IDENTIFYING SELECTIVE PRESSURES IN LANGUAGE EVOLUTION: PÓLYA URNS AND THE PRICE EQUATION
Different models of language change and evolution place emphasis on different factors driving evolution. Croft (2000), for instance, highlights the effects of social prestige as a selective pressure behind language change. This paper outlines a new methodology to quantitatively assess whether a proposed factor exerts selective pressure on the evolution of linguistic variants, or whether evolution is neutral with respect to that factor. The method involves running simulations of the spread of linguistic variants (using Pólya urn dynamics, see below) and then applying the Price equation, a tool from evolutionary biology (Price, 1970) recently applied to models of language evolution (Jaeger, 2008), to the simulation outcomes. A Pólya urn contains a number of tokens of different variant types. At each time step a token is drawn at random and then it is returned to the urn and n tokens of the same type are added to the urn. Urns represent agents and the tokens are exemplars of cultural variants. Drawing a token stands for production of an exemplar and addition of new tokens represents storage of perceived exemplars. The variant population evolves as the relative proportions of the types change.
The price equation (Eqn. 1) quantifies the respective contribution of selection (the covariance term in Eqn. 1) and transmission error (the expectation term in Eqn. 1) to change in a quantifiable feature z of the tokens (Δz in Eqn. 1). In this paper we focus on selection; if we find that the covariance term is different from zero, we can infer that the feature constitutes a selective pressure. The proposed methodology is illustrated by examining whether the factor "variant prestige" exerts selective pressure on variant evolution in the Pólya urn simulations or not, In a simulation with variant prestige in place, when a high-prestige variant is selected, three tokens of that type are added to the urn (modeling production of a high-prestige variant having a high impact on hearers); conversely, when a low-prestige variant is drawn, only one token of that type is added to the urn.
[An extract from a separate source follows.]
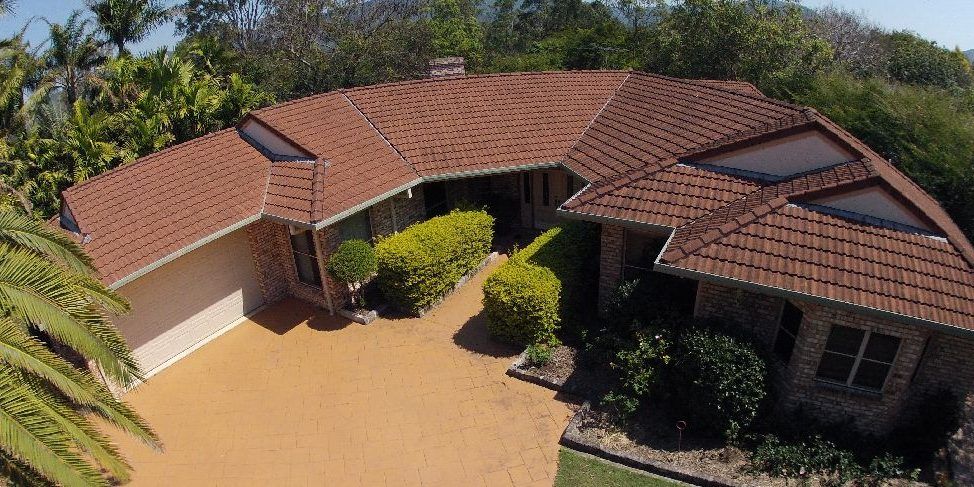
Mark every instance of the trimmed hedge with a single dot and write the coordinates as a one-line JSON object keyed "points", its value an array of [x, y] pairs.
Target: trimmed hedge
{"points": [[542, 285], [420, 265], [521, 303]]}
In the "no prestige" condition, one token is added regardless of which type is drawn.


The Price equation is applied at every timestep in the simulation by comparing the state of the urn at the current and the previous timestep. Fig. 1 shows the average covariance values with and without prestige. Positive covariance on the right-hand plot indicates that prestige level covaries with fitness, therefore prestige poses positive selective pressure on variant evolution.
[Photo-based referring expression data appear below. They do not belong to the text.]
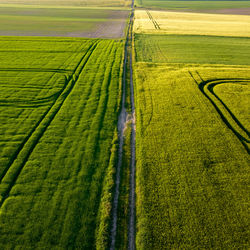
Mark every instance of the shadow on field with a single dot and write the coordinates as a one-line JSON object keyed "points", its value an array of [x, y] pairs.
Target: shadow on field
{"points": [[227, 116]]}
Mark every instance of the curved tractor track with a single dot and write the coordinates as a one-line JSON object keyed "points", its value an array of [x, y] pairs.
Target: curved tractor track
{"points": [[227, 116], [20, 157]]}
This is a simple illustration of a methodology that can be extended in multiple ways: by examining the second term of the Price equation, transmission error can be investigated; the Pólya urn simulation can be extended to include social network structure, learning algorithms, generation turnover, random or directed mutation, etc.; the feature of interest can be not only social prestige, but also novelty value, resilience to noise, ease of production etc.